ABSTRACT
Acanthocephaliasis is a zoonotic parasitic infection of vertebrates. The phylum Acanthocephala contains nearly 1500 acanthocephalan species. The Archiacanthocephala class is observed in terrestrial habitats and usually has a large, spineless trunk. Acanthocephalans are parasitic worms that use insects as intermediate hosts in their two-host life cycles. Insects, millipedes, and crustaceans in terrestrial areas serve as intermediate hosts and birds and mammals as definitive hosts. Acanthocephalans collected from the red fox (Vulpes vulpes) found dead on the road to Sarıkamış-Kars in 1995 and stored in formaldehyde were kept in Ondokuz Mays University Faculty of Veterinary Medicine, Veterinary Parasitology Laboratory Museum until 2023 after our parasitological study found an infected red fox with Pachysentis sp.
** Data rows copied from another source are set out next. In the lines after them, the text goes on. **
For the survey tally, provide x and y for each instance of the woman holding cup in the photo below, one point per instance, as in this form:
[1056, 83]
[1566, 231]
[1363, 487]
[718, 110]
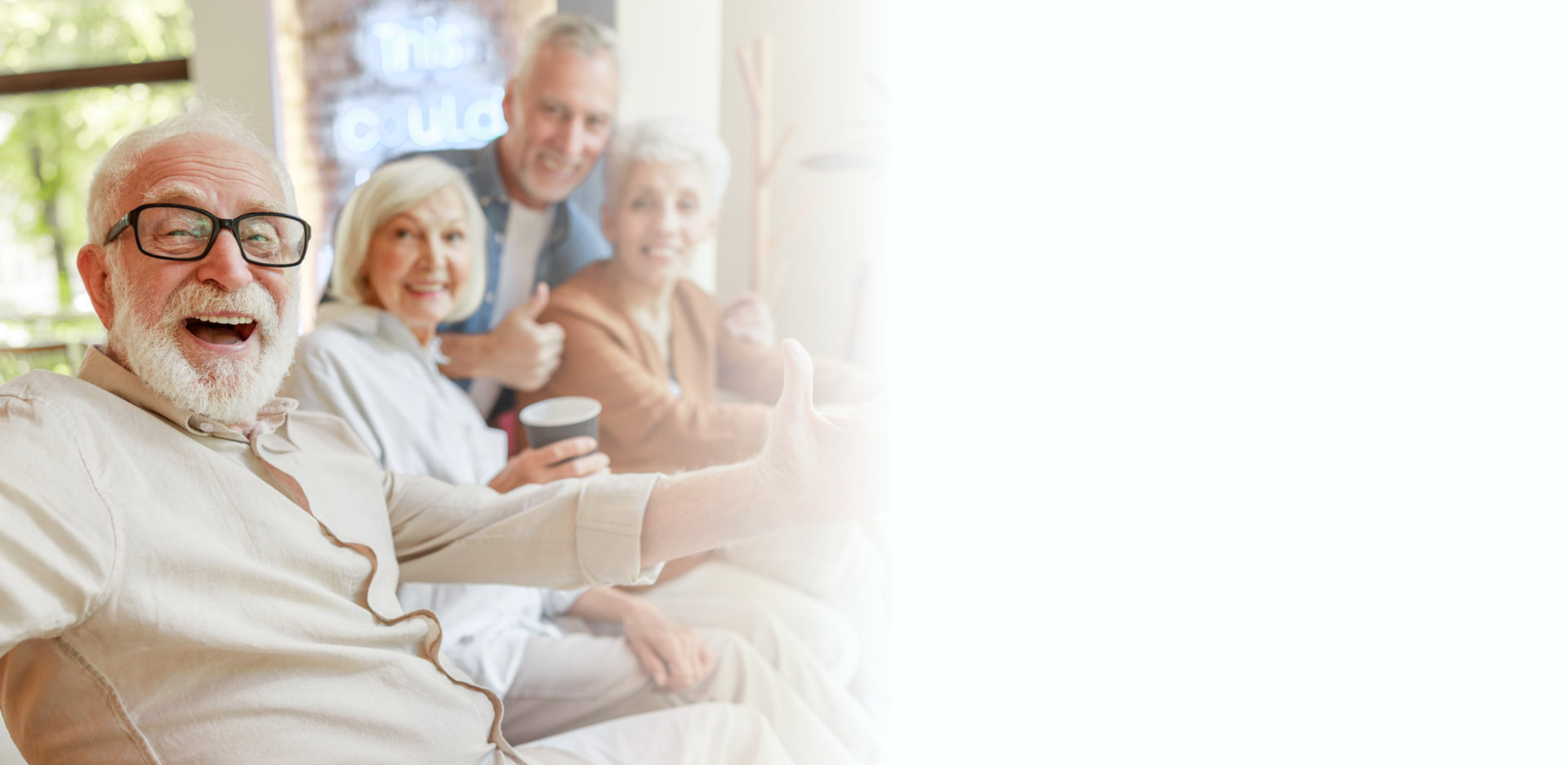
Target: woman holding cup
[653, 349]
[410, 256]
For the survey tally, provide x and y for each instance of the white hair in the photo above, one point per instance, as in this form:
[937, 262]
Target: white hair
[569, 32]
[119, 162]
[670, 141]
[394, 189]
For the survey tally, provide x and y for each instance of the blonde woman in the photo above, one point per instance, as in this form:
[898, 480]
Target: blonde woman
[410, 256]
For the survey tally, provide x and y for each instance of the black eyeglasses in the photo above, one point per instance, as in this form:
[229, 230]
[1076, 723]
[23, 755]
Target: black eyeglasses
[184, 233]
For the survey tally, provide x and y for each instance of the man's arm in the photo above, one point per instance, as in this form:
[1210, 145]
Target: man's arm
[57, 536]
[519, 353]
[615, 529]
[814, 469]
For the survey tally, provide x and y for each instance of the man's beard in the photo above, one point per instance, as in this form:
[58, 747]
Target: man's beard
[226, 389]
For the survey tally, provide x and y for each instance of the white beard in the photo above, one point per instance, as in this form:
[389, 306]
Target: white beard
[229, 391]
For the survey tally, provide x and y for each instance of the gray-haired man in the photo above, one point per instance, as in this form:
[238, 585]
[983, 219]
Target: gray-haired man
[195, 572]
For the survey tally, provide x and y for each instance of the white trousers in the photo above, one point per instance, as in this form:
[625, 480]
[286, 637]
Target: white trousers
[700, 734]
[840, 567]
[582, 679]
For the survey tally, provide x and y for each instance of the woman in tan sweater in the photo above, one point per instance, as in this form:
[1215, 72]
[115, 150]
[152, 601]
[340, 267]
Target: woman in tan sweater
[651, 345]
[654, 350]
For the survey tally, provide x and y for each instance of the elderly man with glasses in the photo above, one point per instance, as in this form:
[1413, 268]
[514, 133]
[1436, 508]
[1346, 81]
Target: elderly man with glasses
[195, 572]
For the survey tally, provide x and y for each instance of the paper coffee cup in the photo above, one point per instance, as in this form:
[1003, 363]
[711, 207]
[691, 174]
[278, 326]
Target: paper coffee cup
[562, 417]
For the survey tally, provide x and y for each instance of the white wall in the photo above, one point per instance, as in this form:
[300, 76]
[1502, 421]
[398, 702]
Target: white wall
[825, 60]
[673, 54]
[233, 61]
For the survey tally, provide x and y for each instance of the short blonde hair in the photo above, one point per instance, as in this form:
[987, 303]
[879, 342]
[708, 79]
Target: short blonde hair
[666, 141]
[391, 190]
This study provides the anatomy of the acanthocephalans and the laboratory practice necessary for a good and reliable diagnosis. This study reports a new species, Pachysentis sp., of acanthocephalan (thorny-headed worm) found in red foxes for Türkiye. On the basis of relevant articles, we have created a key to Acanthocephala species occurring in mammals.
INTRODUCTION
The phylum Acanthocephala contains four classes and nearly 1500 acanthocephalan species (1). Archiacanthocephala class is observed in terrestrial habitats, and Eoacanthocephala, Palaeacanthocephala, and Polyacanthocephala classes are kept in aquatic habitats. Class Archiacanthocephala is usually a large, spineless trunk. Cement glands usually have eight multinucleate. Insects, millipedes, and crustaceans in terrestrial areas serve as intermediate hosts, and birds and mammals as definitive hosts (2).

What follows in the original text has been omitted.